# Decision Trees

Last updated date - 26-June-2022

Previous version code file- [click here ](https://colab.research.google.com/drive/1lCqB8A5VLsxq9HUyzpSBHrEFwtemT69T)

# Entropy

In [None]:
#p1=0.5 and p2=0.5 
import math
entropy=-0.5*math.log2(0.5) -0.5*math.log2(0.5)
print("Entropy for 50%-50% case ==>", entropy)

In [None]:
entropy=-0.0001*math.log2(0.0001) -0.9999*math.log2(0.9999)
print("Entropy for 0%-100% case ==>", entropy)

In [None]:
import math
entropy=-0.45*math.log2(0.45) -0.55*math.log2(0.55)
print("Entropy for 45%-55% case ==>", entropy)

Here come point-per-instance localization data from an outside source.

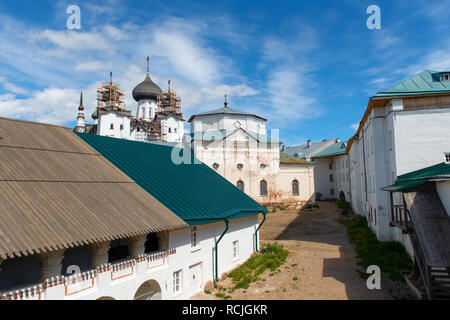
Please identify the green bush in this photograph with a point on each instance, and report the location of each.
(391, 256)
(271, 256)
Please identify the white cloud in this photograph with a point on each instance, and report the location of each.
(73, 40)
(354, 126)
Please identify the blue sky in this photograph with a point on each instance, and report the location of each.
(309, 67)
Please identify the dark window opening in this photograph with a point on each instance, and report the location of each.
(240, 185)
(78, 256)
(118, 250)
(295, 191)
(152, 243)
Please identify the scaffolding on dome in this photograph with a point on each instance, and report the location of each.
(109, 95)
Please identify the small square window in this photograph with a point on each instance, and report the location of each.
(177, 284)
(447, 157)
(195, 243)
(235, 250)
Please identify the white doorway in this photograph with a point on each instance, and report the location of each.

entropy=-0.05*math.log2(0.05) -0.95*math.log2(0.95)
print("Entropy for 5%-95% case ==>", entropy)

# Data Importing

In [None]:
#Import Data
import pandas as pd

Ecom_data = pd.read_csv("https://raw.githubusercontent.com/venkatareddykonasani/Datasets/master/Ecom_Cust_Relationship_Management/Ecom_Cust_Survey_v1.csv")

Ecom_data.info()

In [None]:
Ecom_data['Overall_Satisfaction'].value_counts()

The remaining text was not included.